2. They don’t know how to eat an elephant.

Solution: One bite at a time. Don’t look at the elephant. Just grab your fork and dig in. Nibble at little pieces of the problem, until eventually, you look up and the elephant is gone.

And of course, no insanely boring educational blog post would be complete without a little lagniappe, so here it is:

Ambulance Driver’s Superhuman Calculate the Dopamine Dose In Your Head Trick:

For any standard mixture of dopamine (400 mg/250 ml or 800 mg/500 ml), the following will give you an infusion rate equivalent to 5 mcg/kg/minute:

  1. Take the patient’s weight in pounds.
  2. Drop the last digit.
  3. Subtract 2 from the answer.
  4. Plug that number into your infusion pumps as ml/hr.

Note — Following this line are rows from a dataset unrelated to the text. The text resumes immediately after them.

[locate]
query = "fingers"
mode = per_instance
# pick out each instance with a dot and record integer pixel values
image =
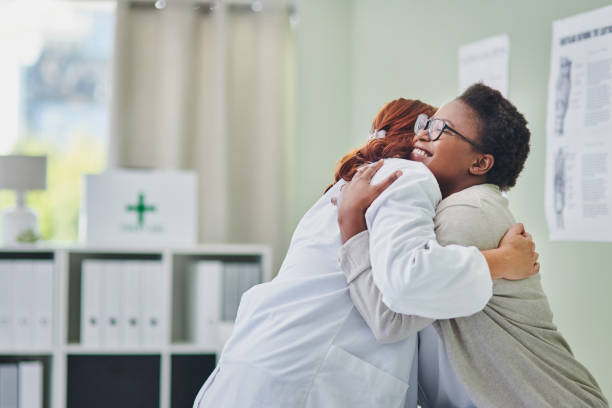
(518, 229)
(370, 170)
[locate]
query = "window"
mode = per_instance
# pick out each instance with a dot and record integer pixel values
(55, 74)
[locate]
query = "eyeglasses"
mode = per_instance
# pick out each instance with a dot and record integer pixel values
(436, 127)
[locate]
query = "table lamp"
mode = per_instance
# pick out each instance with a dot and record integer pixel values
(21, 173)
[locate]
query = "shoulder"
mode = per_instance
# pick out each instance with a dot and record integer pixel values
(477, 216)
(415, 192)
(414, 174)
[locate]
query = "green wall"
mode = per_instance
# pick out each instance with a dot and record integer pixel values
(353, 56)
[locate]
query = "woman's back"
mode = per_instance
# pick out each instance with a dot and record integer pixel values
(513, 342)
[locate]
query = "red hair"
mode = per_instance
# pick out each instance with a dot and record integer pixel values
(397, 119)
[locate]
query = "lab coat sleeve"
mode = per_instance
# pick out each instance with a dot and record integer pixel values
(386, 325)
(415, 274)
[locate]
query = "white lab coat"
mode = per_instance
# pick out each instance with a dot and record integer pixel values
(298, 340)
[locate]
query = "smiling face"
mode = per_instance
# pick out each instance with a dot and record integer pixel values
(450, 158)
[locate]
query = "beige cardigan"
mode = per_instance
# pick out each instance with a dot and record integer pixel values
(508, 355)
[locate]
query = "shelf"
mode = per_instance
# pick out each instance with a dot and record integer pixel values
(43, 351)
(162, 375)
(127, 350)
(185, 348)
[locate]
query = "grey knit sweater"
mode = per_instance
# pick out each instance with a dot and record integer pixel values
(508, 355)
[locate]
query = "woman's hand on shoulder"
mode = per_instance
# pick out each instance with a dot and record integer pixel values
(517, 258)
(357, 196)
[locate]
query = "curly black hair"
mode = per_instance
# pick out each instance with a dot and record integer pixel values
(503, 133)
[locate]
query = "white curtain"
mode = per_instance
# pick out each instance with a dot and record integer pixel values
(205, 88)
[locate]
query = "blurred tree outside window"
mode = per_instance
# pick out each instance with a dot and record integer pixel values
(55, 74)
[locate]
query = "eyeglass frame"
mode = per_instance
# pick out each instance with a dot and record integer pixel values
(427, 127)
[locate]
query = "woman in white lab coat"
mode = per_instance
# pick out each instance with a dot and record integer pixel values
(298, 341)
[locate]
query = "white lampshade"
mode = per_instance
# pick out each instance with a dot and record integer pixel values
(23, 172)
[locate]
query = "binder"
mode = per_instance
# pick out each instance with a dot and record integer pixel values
(22, 301)
(43, 303)
(151, 285)
(91, 303)
(30, 384)
(7, 316)
(111, 303)
(203, 289)
(9, 386)
(231, 289)
(130, 301)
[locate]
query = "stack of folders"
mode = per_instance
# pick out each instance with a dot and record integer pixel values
(214, 290)
(21, 385)
(121, 303)
(26, 303)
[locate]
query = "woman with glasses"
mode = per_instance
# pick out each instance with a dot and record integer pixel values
(298, 340)
(510, 354)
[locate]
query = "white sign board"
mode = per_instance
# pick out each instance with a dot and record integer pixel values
(579, 129)
(485, 61)
(139, 208)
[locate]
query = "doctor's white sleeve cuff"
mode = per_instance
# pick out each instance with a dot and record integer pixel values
(354, 255)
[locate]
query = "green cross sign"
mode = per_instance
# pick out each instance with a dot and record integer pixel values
(141, 208)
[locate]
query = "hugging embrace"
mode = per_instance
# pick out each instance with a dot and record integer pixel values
(408, 281)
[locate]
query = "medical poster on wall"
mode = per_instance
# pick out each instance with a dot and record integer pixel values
(579, 129)
(485, 61)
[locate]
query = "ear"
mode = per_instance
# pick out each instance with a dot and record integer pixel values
(482, 165)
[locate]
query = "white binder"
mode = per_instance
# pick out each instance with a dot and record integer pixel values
(7, 315)
(9, 386)
(43, 303)
(151, 284)
(203, 289)
(230, 282)
(111, 303)
(91, 303)
(30, 384)
(130, 302)
(23, 306)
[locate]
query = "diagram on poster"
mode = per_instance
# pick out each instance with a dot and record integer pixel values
(579, 129)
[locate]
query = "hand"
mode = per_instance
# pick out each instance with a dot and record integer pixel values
(520, 260)
(357, 196)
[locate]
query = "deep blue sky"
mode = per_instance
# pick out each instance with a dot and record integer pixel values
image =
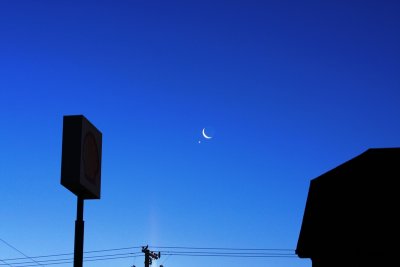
(290, 90)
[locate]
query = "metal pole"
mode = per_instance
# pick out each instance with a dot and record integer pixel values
(79, 232)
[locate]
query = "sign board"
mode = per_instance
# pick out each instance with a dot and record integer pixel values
(81, 157)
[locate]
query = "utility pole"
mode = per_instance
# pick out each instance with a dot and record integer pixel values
(149, 256)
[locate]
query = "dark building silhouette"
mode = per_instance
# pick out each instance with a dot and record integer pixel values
(350, 218)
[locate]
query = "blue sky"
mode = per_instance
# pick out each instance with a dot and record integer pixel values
(290, 90)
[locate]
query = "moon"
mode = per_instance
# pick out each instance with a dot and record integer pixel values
(205, 135)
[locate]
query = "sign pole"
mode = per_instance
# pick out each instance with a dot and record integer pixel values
(79, 233)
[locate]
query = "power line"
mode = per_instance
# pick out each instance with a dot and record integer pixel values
(220, 248)
(26, 256)
(183, 251)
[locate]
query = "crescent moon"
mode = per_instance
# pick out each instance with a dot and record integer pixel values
(205, 135)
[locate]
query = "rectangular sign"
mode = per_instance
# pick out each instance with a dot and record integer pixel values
(81, 157)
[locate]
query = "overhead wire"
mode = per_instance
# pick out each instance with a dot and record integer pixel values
(19, 251)
(184, 251)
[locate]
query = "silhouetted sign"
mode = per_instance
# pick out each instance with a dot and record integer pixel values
(81, 157)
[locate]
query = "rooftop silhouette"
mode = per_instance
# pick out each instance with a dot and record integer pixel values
(349, 218)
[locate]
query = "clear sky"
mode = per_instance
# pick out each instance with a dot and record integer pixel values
(288, 89)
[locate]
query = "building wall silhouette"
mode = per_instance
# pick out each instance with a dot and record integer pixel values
(350, 218)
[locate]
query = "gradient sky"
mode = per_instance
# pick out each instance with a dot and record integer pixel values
(290, 90)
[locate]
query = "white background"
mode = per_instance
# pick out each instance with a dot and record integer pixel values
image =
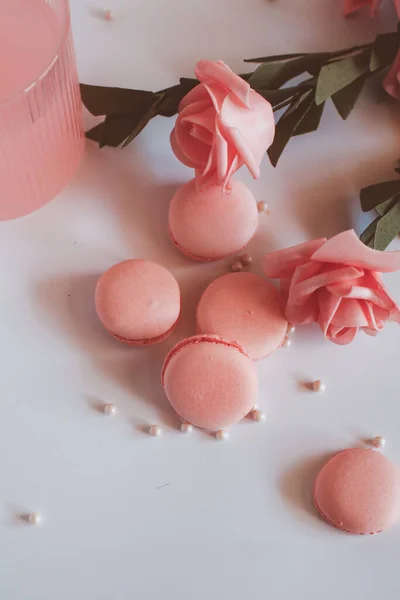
(129, 516)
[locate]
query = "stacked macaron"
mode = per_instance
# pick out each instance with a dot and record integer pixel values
(209, 379)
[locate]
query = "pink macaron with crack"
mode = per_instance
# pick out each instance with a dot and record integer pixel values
(138, 302)
(210, 382)
(358, 491)
(210, 223)
(246, 308)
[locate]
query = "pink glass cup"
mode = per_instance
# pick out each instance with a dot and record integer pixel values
(41, 130)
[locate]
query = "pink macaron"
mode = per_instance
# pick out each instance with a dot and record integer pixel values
(246, 308)
(208, 223)
(358, 491)
(210, 383)
(138, 302)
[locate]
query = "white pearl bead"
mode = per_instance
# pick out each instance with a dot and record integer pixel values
(35, 518)
(155, 430)
(318, 386)
(258, 416)
(221, 435)
(246, 259)
(237, 266)
(109, 410)
(186, 427)
(379, 442)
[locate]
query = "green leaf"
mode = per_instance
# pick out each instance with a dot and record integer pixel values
(384, 50)
(288, 123)
(311, 120)
(116, 129)
(274, 58)
(383, 208)
(96, 133)
(338, 75)
(373, 195)
(108, 101)
(368, 235)
(387, 228)
(273, 75)
(345, 99)
(152, 112)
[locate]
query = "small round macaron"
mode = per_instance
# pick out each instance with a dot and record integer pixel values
(209, 224)
(246, 308)
(210, 382)
(358, 491)
(138, 302)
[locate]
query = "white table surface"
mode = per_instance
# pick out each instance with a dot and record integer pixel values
(130, 516)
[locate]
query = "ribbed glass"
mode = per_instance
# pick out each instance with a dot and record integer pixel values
(41, 131)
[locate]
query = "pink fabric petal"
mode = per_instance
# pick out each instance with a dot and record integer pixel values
(345, 248)
(210, 71)
(341, 335)
(179, 153)
(324, 279)
(391, 82)
(301, 309)
(201, 134)
(204, 118)
(351, 6)
(350, 313)
(282, 263)
(328, 305)
(197, 94)
(221, 149)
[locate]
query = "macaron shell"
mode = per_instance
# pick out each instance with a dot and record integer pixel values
(210, 224)
(246, 308)
(358, 491)
(209, 382)
(138, 301)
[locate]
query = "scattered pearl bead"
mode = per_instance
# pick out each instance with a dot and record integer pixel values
(109, 410)
(221, 435)
(155, 430)
(258, 416)
(237, 266)
(262, 206)
(186, 427)
(35, 518)
(246, 259)
(318, 386)
(379, 442)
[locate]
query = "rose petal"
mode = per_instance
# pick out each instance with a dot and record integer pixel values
(197, 94)
(341, 335)
(345, 248)
(180, 155)
(210, 71)
(391, 82)
(302, 310)
(283, 263)
(328, 305)
(324, 279)
(351, 6)
(350, 313)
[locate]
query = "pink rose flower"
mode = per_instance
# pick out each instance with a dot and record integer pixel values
(336, 283)
(222, 125)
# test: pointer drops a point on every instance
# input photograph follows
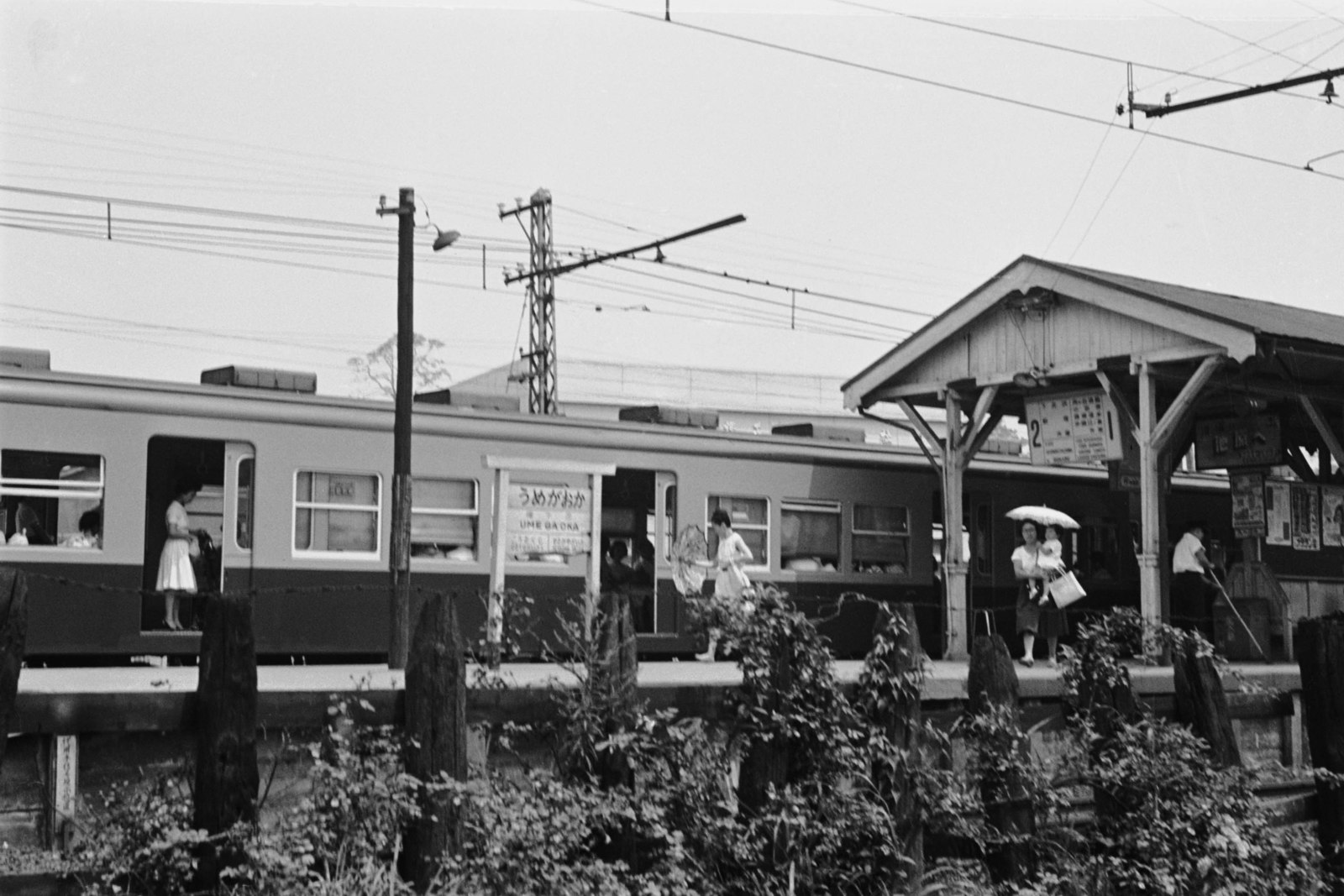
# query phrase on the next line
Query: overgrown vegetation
(806, 789)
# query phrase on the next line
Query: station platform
(85, 700)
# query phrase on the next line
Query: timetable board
(1073, 427)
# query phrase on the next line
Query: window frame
(815, 506)
(855, 531)
(57, 490)
(475, 513)
(312, 553)
(759, 563)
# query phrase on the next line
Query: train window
(336, 512)
(880, 539)
(242, 513)
(750, 519)
(444, 519)
(810, 535)
(51, 499)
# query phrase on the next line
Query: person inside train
(91, 531)
(176, 575)
(27, 528)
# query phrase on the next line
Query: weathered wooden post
(13, 633)
(226, 727)
(1320, 658)
(436, 735)
(1202, 705)
(900, 716)
(617, 684)
(992, 691)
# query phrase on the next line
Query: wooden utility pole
(400, 553)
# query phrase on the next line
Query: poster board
(1278, 520)
(1332, 516)
(1307, 517)
(1247, 506)
(1073, 427)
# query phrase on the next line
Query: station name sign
(1073, 427)
(1236, 443)
(549, 519)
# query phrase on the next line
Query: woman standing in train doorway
(175, 571)
(730, 580)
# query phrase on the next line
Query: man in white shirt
(1193, 593)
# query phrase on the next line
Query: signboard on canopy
(549, 519)
(1238, 441)
(1073, 427)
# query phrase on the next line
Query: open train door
(235, 548)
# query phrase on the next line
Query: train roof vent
(261, 378)
(822, 432)
(27, 359)
(477, 401)
(671, 416)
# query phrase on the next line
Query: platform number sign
(1073, 427)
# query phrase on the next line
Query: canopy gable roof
(1050, 318)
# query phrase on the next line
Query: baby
(1050, 558)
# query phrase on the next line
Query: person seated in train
(27, 528)
(91, 531)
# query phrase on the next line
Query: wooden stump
(13, 633)
(226, 727)
(436, 731)
(1320, 658)
(766, 761)
(1202, 705)
(994, 689)
(895, 647)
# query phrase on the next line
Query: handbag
(1066, 590)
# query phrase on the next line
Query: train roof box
(27, 359)
(671, 416)
(477, 401)
(830, 432)
(261, 378)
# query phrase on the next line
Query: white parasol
(1043, 515)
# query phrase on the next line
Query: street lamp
(400, 553)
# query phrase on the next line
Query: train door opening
(638, 508)
(222, 512)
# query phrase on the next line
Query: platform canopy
(1164, 355)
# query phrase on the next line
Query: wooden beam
(1323, 426)
(1184, 401)
(932, 443)
(981, 437)
(1117, 398)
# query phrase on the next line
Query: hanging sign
(1278, 516)
(1247, 506)
(1073, 427)
(1332, 516)
(1238, 441)
(1307, 517)
(549, 519)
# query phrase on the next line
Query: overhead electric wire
(942, 85)
(1046, 45)
(800, 291)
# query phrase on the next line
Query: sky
(889, 157)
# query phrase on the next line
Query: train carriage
(297, 503)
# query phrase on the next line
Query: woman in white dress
(175, 570)
(730, 580)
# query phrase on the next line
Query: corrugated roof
(1267, 317)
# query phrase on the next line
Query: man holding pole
(1193, 593)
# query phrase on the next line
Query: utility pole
(400, 555)
(541, 289)
(541, 302)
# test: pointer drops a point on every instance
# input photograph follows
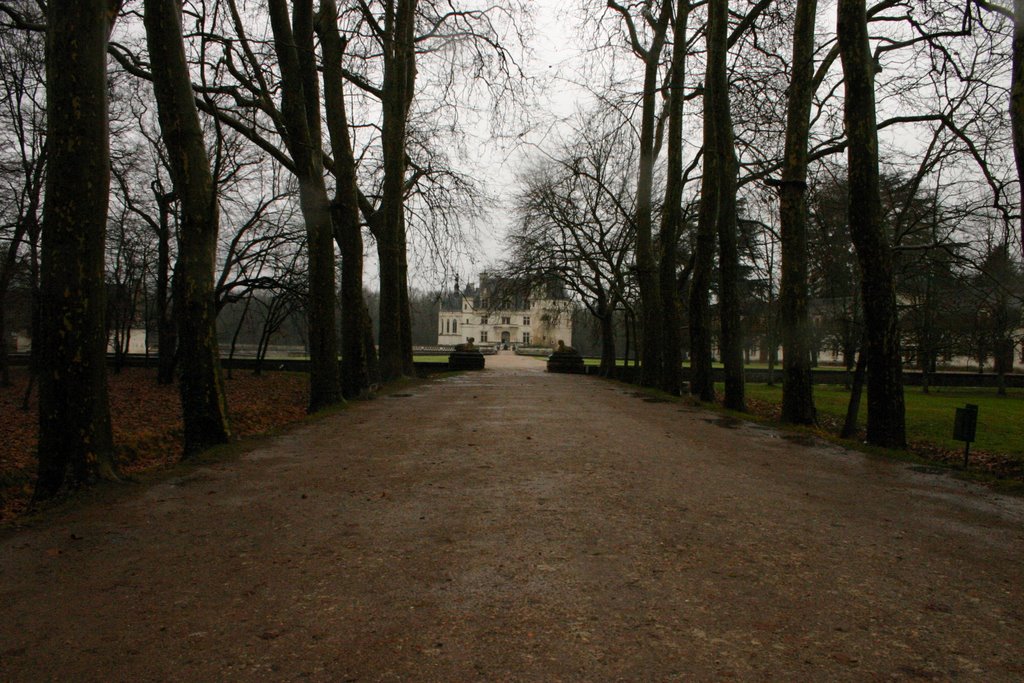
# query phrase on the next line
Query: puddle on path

Johnny weighs 174 pounds and is in severe septic shock. Nurse Heather wants to save his life by administering a dopamine infusion at 5 mcg/kg/minute. Whatever shall Nurse Heather do?

  1. 174 pounds, drop the last digit, you’re left with 17.
  2. 17 minus 2 equals 15.

Nurse Heather programs 15 ml/hr into the infusion pump. Nurse Heather’s colleagues snort derisively, and look up the information on the dosing chart. Presently, said colleagues genuflect before Nurse Heather, crying, “We’re not worthy! However did you figure that in your head?”